Forklifts are classified as vehicles with small engines. Forklift engines all follow the principles of internal combustion, while the numerous models and makes of lift truck will have a different layout and design. Forklifts are made more toward generating high torque than for speed. They usually are geared to low speeds. The engine powers the forklift's drive wheels. The engine is also required to lift and lower the forks via a series of chain pulleys. Nearly all modern lift truck engines are fueled by propane as they would be utilized for indoor applications, where diesel and gasoline engines would be unsuitable due to the exhaust they make.
Normally, the lift truck is a four-cylinder engine-block. The engines of the forklift are like car engines because they contain pistons connecting to a camshaft. The head of each and every cylinder consists of a spark plug, an intake hatch and an exhaust hatch, each of them spring-loaded and one-way.
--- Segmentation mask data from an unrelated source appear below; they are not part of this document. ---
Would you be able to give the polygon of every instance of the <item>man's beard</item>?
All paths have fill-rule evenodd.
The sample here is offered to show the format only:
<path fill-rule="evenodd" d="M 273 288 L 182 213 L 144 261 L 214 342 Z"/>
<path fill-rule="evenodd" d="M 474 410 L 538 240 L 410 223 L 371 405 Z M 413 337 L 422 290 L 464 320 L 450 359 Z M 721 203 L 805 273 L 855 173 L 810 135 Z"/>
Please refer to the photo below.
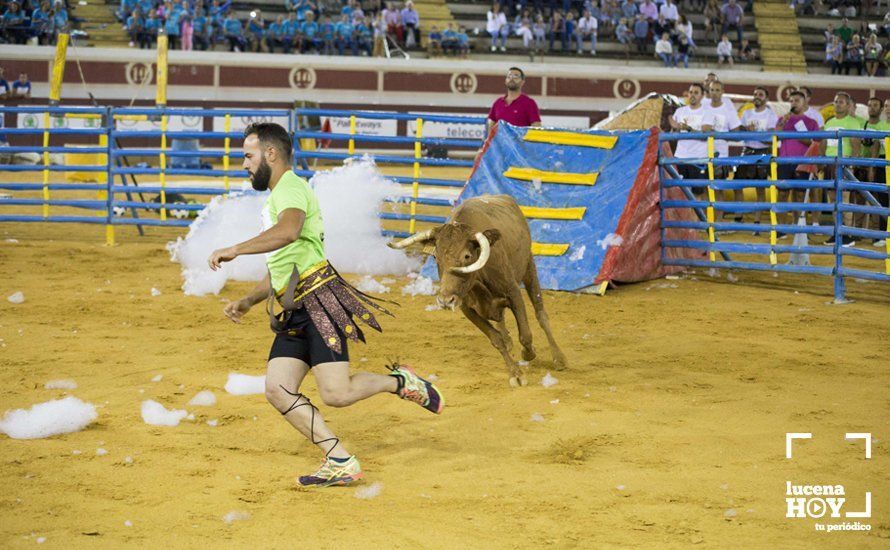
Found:
<path fill-rule="evenodd" d="M 515 91 L 519 90 L 520 88 L 522 88 L 522 86 L 520 86 L 519 84 L 507 84 L 507 89 L 510 90 L 511 92 L 515 92 Z"/>
<path fill-rule="evenodd" d="M 266 159 L 260 159 L 260 166 L 250 176 L 250 185 L 255 191 L 265 191 L 269 188 L 269 178 L 272 177 L 272 168 Z"/>

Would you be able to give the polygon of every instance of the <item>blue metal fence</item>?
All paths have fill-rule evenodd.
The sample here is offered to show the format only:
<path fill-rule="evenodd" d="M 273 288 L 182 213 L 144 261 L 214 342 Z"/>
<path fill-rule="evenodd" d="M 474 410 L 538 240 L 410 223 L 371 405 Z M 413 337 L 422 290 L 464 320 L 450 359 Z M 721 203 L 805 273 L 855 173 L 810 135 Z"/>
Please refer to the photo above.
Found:
<path fill-rule="evenodd" d="M 884 142 L 885 158 L 857 158 L 845 156 L 849 152 L 844 151 L 844 138 L 853 139 L 879 139 Z M 714 155 L 714 140 L 748 140 L 771 142 L 772 149 L 768 155 L 749 155 L 731 158 L 719 158 Z M 778 142 L 780 139 L 806 139 L 806 140 L 837 140 L 837 155 L 805 156 L 805 157 L 781 157 L 778 154 Z M 860 181 L 851 168 L 874 168 L 884 173 L 884 181 L 890 181 L 890 133 L 865 132 L 856 130 L 834 130 L 820 132 L 723 132 L 723 133 L 665 133 L 660 137 L 662 142 L 674 142 L 678 140 L 705 140 L 707 142 L 708 156 L 705 158 L 676 158 L 659 156 L 659 164 L 662 167 L 662 261 L 667 265 L 679 265 L 686 267 L 702 268 L 729 268 L 749 269 L 760 271 L 781 271 L 789 273 L 809 273 L 826 275 L 834 278 L 835 300 L 840 302 L 846 299 L 846 277 L 857 277 L 875 281 L 890 282 L 890 225 L 888 216 L 890 208 L 882 204 L 873 193 L 888 193 L 890 187 L 887 183 Z M 741 179 L 732 177 L 717 179 L 714 177 L 714 168 L 718 166 L 768 166 L 769 177 L 767 179 Z M 812 178 L 809 180 L 779 179 L 778 166 L 780 165 L 811 165 L 821 169 L 826 179 Z M 678 166 L 696 166 L 706 169 L 707 179 L 684 179 L 677 170 Z M 826 170 L 827 168 L 827 170 Z M 818 173 L 818 172 L 817 172 Z M 665 195 L 666 189 L 677 188 L 682 191 L 684 200 L 669 199 Z M 717 200 L 716 192 L 724 190 L 738 190 L 744 188 L 760 188 L 768 192 L 767 202 L 735 202 Z M 693 189 L 699 191 L 700 196 L 693 193 Z M 780 202 L 779 190 L 811 190 L 822 192 L 820 202 Z M 845 200 L 845 195 L 861 198 L 865 204 L 854 204 Z M 665 218 L 665 211 L 673 208 L 692 209 L 699 221 L 674 221 Z M 724 222 L 718 221 L 716 212 L 724 212 L 743 216 L 744 214 L 762 212 L 768 213 L 770 223 L 759 225 L 755 223 Z M 778 221 L 778 214 L 782 213 L 812 213 L 815 215 L 827 214 L 831 216 L 831 223 L 827 225 L 801 225 L 782 224 Z M 847 224 L 844 216 L 870 215 L 878 217 L 878 229 L 868 227 L 856 227 Z M 668 234 L 670 229 L 693 229 L 704 232 L 705 238 L 672 239 Z M 763 242 L 725 242 L 719 238 L 720 234 L 728 232 L 756 233 L 768 231 L 769 239 Z M 829 237 L 826 243 L 816 245 L 780 244 L 780 234 L 786 235 L 821 235 Z M 874 241 L 884 241 L 882 249 L 867 250 L 844 246 L 845 238 L 870 238 Z M 701 250 L 707 254 L 707 259 L 681 259 L 670 258 L 666 251 L 671 248 L 686 248 Z M 734 259 L 730 254 L 754 256 L 757 259 Z M 813 254 L 828 257 L 825 265 L 802 265 L 802 263 L 783 263 L 779 261 L 779 254 Z M 718 259 L 717 256 L 720 256 Z M 764 258 L 765 257 L 765 258 Z M 849 267 L 844 265 L 846 258 L 859 260 L 879 261 L 881 264 L 873 269 L 861 267 Z"/>

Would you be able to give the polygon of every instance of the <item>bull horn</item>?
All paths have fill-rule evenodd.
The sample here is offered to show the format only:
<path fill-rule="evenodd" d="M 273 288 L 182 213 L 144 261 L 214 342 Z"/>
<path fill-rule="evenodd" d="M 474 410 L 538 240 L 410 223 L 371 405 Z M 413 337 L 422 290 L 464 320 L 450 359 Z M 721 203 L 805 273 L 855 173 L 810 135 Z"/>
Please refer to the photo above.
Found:
<path fill-rule="evenodd" d="M 432 237 L 432 236 L 433 236 L 433 230 L 427 229 L 426 231 L 421 231 L 420 233 L 415 233 L 415 234 L 411 235 L 410 237 L 402 239 L 399 242 L 391 241 L 391 242 L 387 243 L 387 246 L 389 246 L 390 248 L 395 248 L 396 250 L 401 250 L 403 248 L 407 248 L 407 247 L 411 246 L 414 243 L 428 241 L 428 240 L 430 240 L 430 237 Z"/>
<path fill-rule="evenodd" d="M 485 267 L 485 263 L 488 262 L 488 257 L 491 255 L 491 243 L 488 242 L 488 237 L 482 233 L 476 233 L 476 241 L 479 242 L 479 259 L 466 267 L 452 267 L 452 273 L 473 273 Z"/>

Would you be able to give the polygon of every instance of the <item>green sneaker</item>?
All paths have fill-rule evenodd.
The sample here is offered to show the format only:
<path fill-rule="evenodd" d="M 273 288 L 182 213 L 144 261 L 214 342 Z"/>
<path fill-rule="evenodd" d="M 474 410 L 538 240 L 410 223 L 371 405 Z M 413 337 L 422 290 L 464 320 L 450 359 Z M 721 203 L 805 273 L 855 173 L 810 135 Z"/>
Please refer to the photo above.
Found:
<path fill-rule="evenodd" d="M 321 467 L 312 475 L 300 476 L 297 480 L 303 487 L 330 487 L 332 485 L 348 485 L 365 477 L 362 466 L 355 455 L 346 462 L 338 462 L 326 458 Z"/>
<path fill-rule="evenodd" d="M 397 392 L 399 397 L 408 401 L 414 401 L 432 413 L 442 413 L 442 409 L 445 407 L 445 399 L 442 398 L 442 393 L 436 386 L 417 376 L 414 369 L 407 365 L 395 363 L 387 365 L 387 368 L 392 371 L 390 376 L 395 376 L 399 379 L 399 390 Z"/>

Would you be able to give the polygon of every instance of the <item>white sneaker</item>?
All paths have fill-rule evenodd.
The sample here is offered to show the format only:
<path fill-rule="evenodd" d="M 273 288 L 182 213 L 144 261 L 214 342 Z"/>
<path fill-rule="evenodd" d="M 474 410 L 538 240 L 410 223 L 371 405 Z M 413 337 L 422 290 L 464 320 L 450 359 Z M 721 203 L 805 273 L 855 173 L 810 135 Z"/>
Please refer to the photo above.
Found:
<path fill-rule="evenodd" d="M 506 47 L 506 46 L 501 46 L 501 52 L 506 52 L 506 51 L 507 51 L 507 47 Z"/>
<path fill-rule="evenodd" d="M 871 245 L 875 248 L 884 248 L 885 246 L 887 246 L 887 241 L 881 239 L 880 241 L 874 241 L 873 243 L 871 243 Z"/>
<path fill-rule="evenodd" d="M 577 55 L 581 55 L 581 50 L 578 50 L 578 51 L 575 52 L 575 53 L 576 53 Z"/>
<path fill-rule="evenodd" d="M 492 46 L 492 47 L 491 47 L 491 51 L 493 51 L 493 52 L 498 51 L 498 47 L 497 47 L 497 46 Z"/>
<path fill-rule="evenodd" d="M 590 55 L 596 55 L 596 50 L 590 50 Z"/>
<path fill-rule="evenodd" d="M 132 40 L 130 40 L 130 44 L 129 44 L 129 46 L 130 46 L 131 48 L 133 48 L 133 47 L 136 46 L 136 44 L 135 44 Z"/>

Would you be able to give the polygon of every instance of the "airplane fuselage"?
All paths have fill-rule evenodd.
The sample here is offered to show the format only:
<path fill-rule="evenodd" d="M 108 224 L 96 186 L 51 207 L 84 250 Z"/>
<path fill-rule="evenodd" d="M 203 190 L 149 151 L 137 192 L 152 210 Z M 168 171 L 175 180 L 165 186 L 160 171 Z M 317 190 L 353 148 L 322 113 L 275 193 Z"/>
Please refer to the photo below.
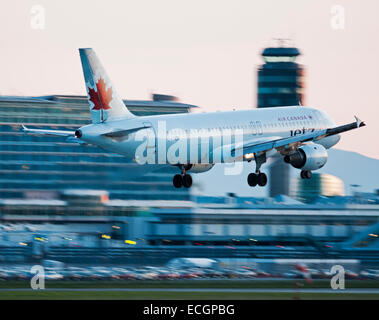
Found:
<path fill-rule="evenodd" d="M 138 148 L 144 148 L 145 155 L 150 152 L 150 158 L 153 157 L 150 160 L 155 164 L 164 163 L 163 154 L 167 156 L 166 163 L 188 164 L 228 162 L 223 156 L 216 157 L 214 150 L 230 143 L 236 146 L 240 143 L 238 139 L 243 139 L 245 144 L 260 143 L 273 137 L 294 137 L 333 126 L 332 119 L 320 110 L 291 106 L 144 116 L 90 124 L 80 130 L 82 140 L 122 154 L 127 161 L 138 162 Z M 139 129 L 133 131 L 134 128 Z M 102 135 L 110 130 L 129 129 L 131 132 L 122 136 Z M 238 138 L 236 132 L 240 134 Z M 328 149 L 339 139 L 339 135 L 329 136 L 320 139 L 318 144 Z M 175 154 L 183 150 L 185 156 Z M 275 149 L 267 152 L 268 157 L 276 154 Z"/>

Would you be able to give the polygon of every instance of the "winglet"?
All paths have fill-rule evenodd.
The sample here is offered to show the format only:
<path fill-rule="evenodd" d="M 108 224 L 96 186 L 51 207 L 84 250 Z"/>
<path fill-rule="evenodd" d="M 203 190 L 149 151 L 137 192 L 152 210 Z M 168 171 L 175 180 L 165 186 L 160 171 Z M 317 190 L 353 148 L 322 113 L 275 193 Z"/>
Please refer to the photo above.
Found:
<path fill-rule="evenodd" d="M 357 128 L 360 128 L 360 127 L 364 127 L 366 124 L 361 120 L 359 119 L 357 116 L 354 116 L 355 118 L 355 121 L 357 123 Z"/>

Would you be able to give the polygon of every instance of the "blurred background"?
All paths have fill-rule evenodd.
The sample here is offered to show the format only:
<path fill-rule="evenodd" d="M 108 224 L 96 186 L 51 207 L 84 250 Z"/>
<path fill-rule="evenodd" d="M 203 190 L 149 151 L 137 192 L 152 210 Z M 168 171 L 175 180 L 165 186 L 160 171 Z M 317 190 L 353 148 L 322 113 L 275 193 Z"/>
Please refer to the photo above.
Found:
<path fill-rule="evenodd" d="M 340 264 L 379 280 L 377 2 L 141 3 L 2 10 L 0 279 L 34 264 L 57 280 L 330 278 Z M 19 130 L 90 122 L 85 46 L 136 115 L 300 104 L 368 125 L 310 180 L 282 161 L 266 188 L 247 185 L 249 165 L 191 189 L 172 186 L 176 168 L 134 178 L 122 156 Z"/>

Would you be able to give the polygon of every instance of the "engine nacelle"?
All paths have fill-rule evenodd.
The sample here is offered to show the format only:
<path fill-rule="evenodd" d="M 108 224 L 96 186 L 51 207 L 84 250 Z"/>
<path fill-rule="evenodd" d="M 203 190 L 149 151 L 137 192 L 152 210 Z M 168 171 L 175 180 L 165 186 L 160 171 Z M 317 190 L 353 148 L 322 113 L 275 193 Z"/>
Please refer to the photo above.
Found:
<path fill-rule="evenodd" d="M 321 144 L 309 143 L 284 157 L 284 161 L 296 169 L 317 170 L 328 160 L 328 152 Z"/>
<path fill-rule="evenodd" d="M 191 171 L 193 173 L 206 172 L 213 168 L 214 163 L 196 163 L 196 164 L 186 164 L 184 168 L 186 171 Z"/>

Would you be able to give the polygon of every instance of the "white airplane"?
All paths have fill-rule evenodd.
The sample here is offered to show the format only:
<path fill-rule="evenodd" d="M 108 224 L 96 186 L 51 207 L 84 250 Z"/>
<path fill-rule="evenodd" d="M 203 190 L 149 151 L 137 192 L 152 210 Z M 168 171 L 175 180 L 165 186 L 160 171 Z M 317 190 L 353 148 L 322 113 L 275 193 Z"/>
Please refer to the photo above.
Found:
<path fill-rule="evenodd" d="M 157 166 L 176 166 L 176 188 L 189 188 L 188 172 L 210 170 L 216 163 L 254 160 L 250 186 L 265 186 L 260 171 L 269 157 L 283 157 L 310 179 L 328 159 L 326 149 L 340 140 L 340 133 L 365 126 L 354 122 L 335 126 L 324 112 L 302 106 L 243 111 L 135 116 L 117 94 L 92 49 L 79 49 L 92 124 L 76 131 L 30 129 L 25 133 L 65 136 L 81 144 L 93 144 L 142 163 L 149 172 Z M 195 134 L 194 134 L 195 133 Z M 187 152 L 190 150 L 190 152 Z M 178 155 L 179 154 L 179 155 Z"/>

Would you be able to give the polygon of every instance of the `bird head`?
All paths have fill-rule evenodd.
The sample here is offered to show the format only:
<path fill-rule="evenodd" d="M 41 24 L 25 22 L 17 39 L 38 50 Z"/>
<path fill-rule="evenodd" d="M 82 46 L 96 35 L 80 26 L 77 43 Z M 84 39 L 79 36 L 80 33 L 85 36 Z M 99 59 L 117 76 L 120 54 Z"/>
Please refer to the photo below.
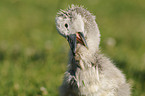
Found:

Propane passes through the opened throttle-plate in a fine spray, when the driver starts up the forklift engine. This fine spray mixes together with air that comes from the mass air intake before moving into the cylinder's head intake hatches. Every one of the four pistons is staggered to rise in an exact sequence, compressing the mixture of air and propane as every piston rises to the top of the head. With extremely precise timing, the engine's alternator and battery generate an electrical current which passes through the spark plug. The fuel ignites causing an explosion that drives the piston back down to the bottom of the cylinder, causing a continuous turning of the camshaft. In the cylinder, an air pressure imbalance causes the exhaust to be drawn out through the exhaust hatch when more fuel passes into the cylinder. Propane burns cleaner than diesel and gasoline and the exhaust is not as harmful.